Jem oliwę jak wściekła. Nie wiem, o co cho, ale aktualnie oliwa ze wszystkim i do wszystkiego. Do sukni wieczorowej też. Oliwi wampiryzm mnie dopadł. Nie podchodźcie za blisko, bo wyssę z was ostatnia kroplę oliwy!
Poza tym nuda, nuda i gobliny. Czytam Koontza takiego, co bohater chodzi i widzi gobliny. Niektórzy ludzie są mianowicie goblinami. I to niby ma być powieść science fiction?… Ja tez widze gobliny.
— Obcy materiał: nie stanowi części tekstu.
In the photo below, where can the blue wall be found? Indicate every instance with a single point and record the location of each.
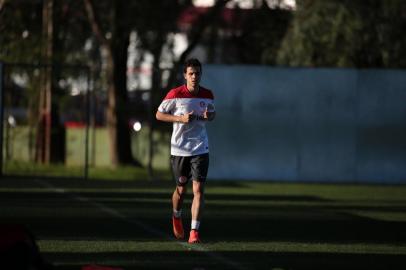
(307, 124)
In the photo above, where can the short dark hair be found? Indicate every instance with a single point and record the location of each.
(192, 62)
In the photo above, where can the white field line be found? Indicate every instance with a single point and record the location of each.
(113, 212)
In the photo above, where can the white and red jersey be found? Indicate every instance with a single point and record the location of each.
(191, 138)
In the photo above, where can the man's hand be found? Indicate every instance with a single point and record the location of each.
(186, 118)
(208, 116)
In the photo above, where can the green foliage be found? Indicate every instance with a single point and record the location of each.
(20, 27)
(347, 33)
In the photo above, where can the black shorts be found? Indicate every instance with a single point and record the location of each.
(187, 168)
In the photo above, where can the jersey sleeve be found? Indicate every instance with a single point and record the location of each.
(168, 104)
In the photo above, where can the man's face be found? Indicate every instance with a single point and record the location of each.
(192, 76)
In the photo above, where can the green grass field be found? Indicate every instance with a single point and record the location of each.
(247, 225)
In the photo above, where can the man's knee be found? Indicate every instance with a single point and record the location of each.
(181, 190)
(198, 189)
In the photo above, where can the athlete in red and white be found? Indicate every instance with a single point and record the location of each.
(188, 107)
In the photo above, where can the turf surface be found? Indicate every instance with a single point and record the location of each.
(247, 225)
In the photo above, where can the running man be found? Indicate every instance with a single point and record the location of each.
(188, 107)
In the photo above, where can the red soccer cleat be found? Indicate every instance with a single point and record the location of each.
(178, 228)
(194, 237)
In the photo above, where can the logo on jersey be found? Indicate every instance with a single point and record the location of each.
(182, 179)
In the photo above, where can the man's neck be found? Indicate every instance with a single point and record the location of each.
(193, 90)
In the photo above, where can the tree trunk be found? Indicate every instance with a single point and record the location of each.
(116, 73)
(43, 149)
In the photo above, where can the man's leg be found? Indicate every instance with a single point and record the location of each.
(177, 198)
(198, 201)
(177, 202)
(197, 209)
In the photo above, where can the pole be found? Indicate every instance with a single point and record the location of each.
(1, 115)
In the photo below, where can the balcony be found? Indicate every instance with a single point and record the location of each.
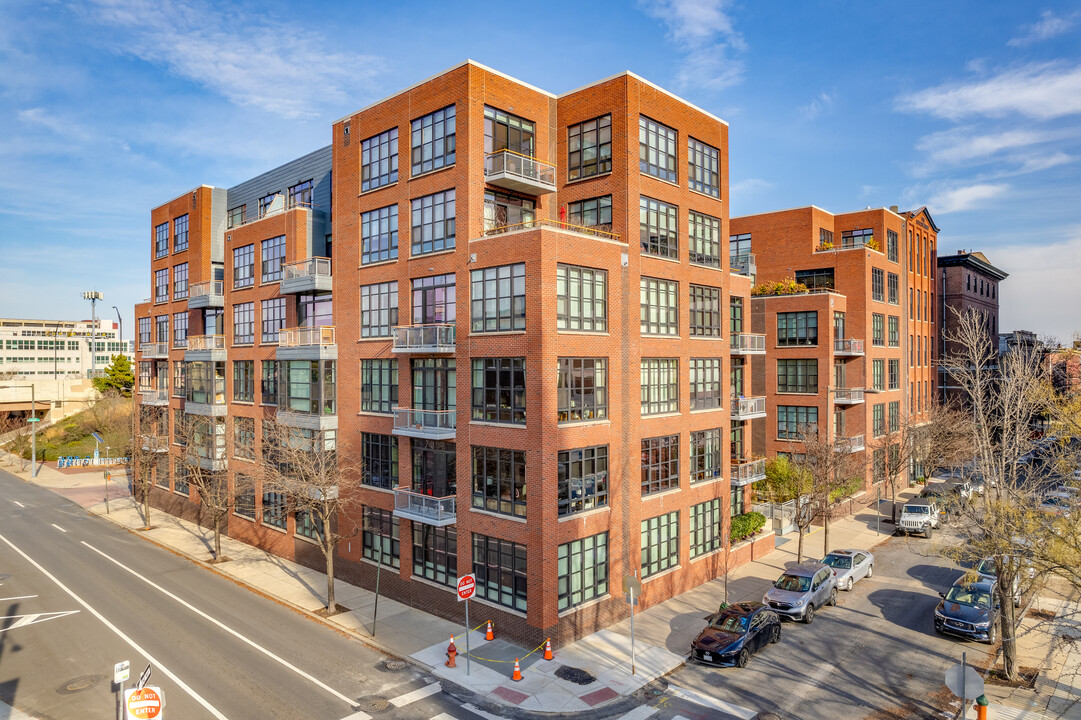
(210, 293)
(746, 409)
(748, 344)
(438, 337)
(426, 424)
(745, 471)
(519, 172)
(848, 346)
(308, 276)
(418, 507)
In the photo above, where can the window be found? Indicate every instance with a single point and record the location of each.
(705, 310)
(706, 454)
(243, 323)
(378, 385)
(583, 571)
(798, 375)
(243, 437)
(161, 240)
(243, 266)
(659, 228)
(498, 389)
(378, 453)
(378, 160)
(582, 389)
(705, 383)
(434, 141)
(379, 536)
(705, 238)
(659, 306)
(436, 554)
(432, 227)
(659, 464)
(797, 329)
(706, 523)
(272, 318)
(656, 149)
(181, 281)
(161, 285)
(659, 385)
(659, 544)
(498, 298)
(589, 148)
(501, 571)
(378, 309)
(498, 480)
(583, 479)
(793, 418)
(268, 383)
(704, 168)
(595, 212)
(581, 298)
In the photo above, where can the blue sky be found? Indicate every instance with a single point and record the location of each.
(110, 107)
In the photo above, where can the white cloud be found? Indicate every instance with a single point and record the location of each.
(1049, 26)
(1042, 91)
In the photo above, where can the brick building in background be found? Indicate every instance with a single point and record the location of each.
(491, 244)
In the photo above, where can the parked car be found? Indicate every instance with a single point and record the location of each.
(969, 610)
(736, 632)
(802, 589)
(850, 565)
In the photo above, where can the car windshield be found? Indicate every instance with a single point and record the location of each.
(793, 583)
(966, 596)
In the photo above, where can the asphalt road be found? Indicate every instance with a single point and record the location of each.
(78, 595)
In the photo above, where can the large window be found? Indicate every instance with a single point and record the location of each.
(659, 544)
(658, 306)
(498, 389)
(659, 385)
(583, 571)
(704, 168)
(798, 328)
(659, 228)
(582, 389)
(498, 480)
(501, 571)
(798, 375)
(432, 227)
(589, 148)
(583, 479)
(498, 298)
(434, 141)
(581, 298)
(378, 160)
(656, 149)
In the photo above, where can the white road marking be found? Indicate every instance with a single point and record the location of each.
(196, 696)
(715, 703)
(225, 627)
(419, 693)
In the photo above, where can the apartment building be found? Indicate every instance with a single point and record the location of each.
(590, 443)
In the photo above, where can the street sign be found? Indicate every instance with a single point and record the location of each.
(145, 704)
(467, 585)
(121, 671)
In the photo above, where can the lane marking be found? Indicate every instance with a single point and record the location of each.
(419, 693)
(225, 627)
(183, 685)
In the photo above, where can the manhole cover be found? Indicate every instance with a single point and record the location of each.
(79, 684)
(575, 675)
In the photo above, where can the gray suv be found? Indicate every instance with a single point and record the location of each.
(802, 589)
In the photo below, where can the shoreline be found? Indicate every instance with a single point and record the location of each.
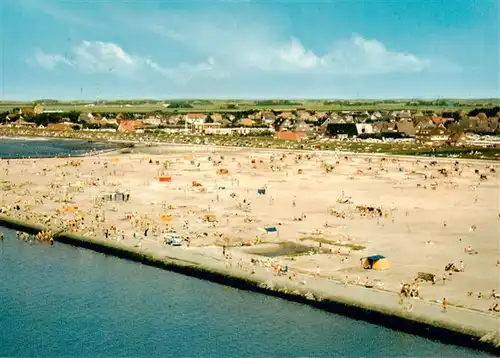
(126, 142)
(458, 326)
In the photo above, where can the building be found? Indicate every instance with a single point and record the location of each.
(211, 128)
(291, 136)
(364, 128)
(64, 126)
(129, 125)
(32, 110)
(246, 122)
(192, 118)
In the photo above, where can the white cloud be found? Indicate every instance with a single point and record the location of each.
(255, 46)
(95, 57)
(49, 61)
(104, 57)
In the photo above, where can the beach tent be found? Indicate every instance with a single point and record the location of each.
(376, 262)
(271, 229)
(166, 217)
(222, 171)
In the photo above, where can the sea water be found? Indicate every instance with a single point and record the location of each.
(65, 301)
(38, 148)
(61, 300)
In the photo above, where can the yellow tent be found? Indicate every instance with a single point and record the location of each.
(166, 217)
(376, 262)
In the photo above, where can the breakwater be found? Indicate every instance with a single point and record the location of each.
(443, 328)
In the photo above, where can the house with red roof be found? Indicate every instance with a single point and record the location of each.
(129, 125)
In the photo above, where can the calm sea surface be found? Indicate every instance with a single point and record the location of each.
(15, 148)
(65, 301)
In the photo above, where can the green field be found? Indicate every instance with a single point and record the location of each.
(182, 106)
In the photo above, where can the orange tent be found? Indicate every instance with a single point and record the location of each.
(222, 171)
(166, 217)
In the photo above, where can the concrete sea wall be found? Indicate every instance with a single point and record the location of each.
(439, 329)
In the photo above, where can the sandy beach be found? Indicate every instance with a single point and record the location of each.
(315, 215)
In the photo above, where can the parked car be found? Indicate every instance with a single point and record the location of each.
(172, 238)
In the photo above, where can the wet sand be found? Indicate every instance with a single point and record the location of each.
(428, 218)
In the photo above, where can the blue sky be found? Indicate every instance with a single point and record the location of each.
(249, 49)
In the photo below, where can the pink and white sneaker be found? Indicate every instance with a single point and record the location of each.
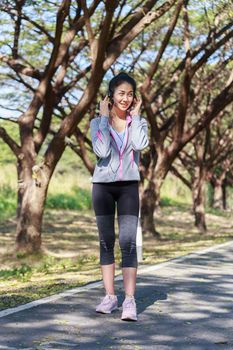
(108, 304)
(129, 312)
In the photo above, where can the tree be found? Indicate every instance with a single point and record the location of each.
(173, 87)
(53, 50)
(206, 158)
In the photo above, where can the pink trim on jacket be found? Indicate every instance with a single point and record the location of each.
(128, 121)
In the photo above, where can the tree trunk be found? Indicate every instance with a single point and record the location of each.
(32, 191)
(199, 199)
(218, 195)
(149, 202)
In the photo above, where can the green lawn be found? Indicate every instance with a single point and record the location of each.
(69, 256)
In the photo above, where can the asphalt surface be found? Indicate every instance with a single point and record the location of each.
(185, 304)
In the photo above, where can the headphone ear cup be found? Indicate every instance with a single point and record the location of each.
(110, 95)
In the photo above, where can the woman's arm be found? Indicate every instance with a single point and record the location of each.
(100, 136)
(139, 133)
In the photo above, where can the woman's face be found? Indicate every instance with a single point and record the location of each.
(123, 96)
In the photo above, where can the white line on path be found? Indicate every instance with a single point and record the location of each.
(93, 285)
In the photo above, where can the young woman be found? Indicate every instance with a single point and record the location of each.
(118, 135)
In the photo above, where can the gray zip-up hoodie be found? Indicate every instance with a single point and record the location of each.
(114, 164)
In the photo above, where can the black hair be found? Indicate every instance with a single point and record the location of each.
(118, 80)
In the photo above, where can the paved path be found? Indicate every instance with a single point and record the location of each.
(185, 304)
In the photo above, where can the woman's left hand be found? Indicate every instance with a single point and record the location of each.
(136, 106)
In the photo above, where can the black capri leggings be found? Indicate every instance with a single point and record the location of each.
(105, 196)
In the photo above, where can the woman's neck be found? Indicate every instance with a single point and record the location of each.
(118, 114)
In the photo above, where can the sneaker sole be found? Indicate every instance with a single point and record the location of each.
(106, 312)
(129, 318)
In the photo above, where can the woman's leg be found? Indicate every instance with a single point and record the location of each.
(129, 279)
(128, 210)
(108, 273)
(104, 206)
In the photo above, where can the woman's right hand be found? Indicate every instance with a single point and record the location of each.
(104, 107)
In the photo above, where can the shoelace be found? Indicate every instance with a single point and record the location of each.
(129, 302)
(106, 299)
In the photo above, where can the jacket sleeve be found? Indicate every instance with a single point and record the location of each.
(139, 133)
(100, 137)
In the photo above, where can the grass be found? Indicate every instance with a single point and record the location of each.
(70, 252)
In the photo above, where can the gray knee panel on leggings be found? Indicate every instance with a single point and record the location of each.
(105, 224)
(127, 239)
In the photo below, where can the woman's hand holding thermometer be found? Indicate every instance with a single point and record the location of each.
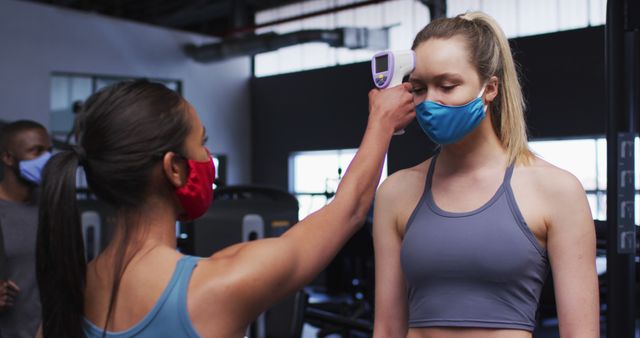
(390, 67)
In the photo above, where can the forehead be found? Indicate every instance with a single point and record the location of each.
(443, 55)
(30, 137)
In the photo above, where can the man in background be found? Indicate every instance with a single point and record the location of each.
(25, 147)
N. mówi, że on też.
Horoskopy mnie wkurwiają. Pogoda mnie wkurwia.
Powinnam iść do fryzjera.
Powinnam również sobie PRZEMYŚLEC MOJE ZYCIE I DOKONANIA i wyciągnąć wnioski, kurwa mać.
Albo chociaż posprzątać łazienkę.
Z tym fryzjerem… zalecam ostrożność… nerwowe ruchy głową i będzie jeszcze gorzej 🙂 Poza tym fryzjerów rozpraszają: nerwowe bębnienie o poręcz fotela, napięte mięśnie szyi w czasie mycia głowy, pytania w stylu: długo jeszcze? itp. Katastrofa murowana.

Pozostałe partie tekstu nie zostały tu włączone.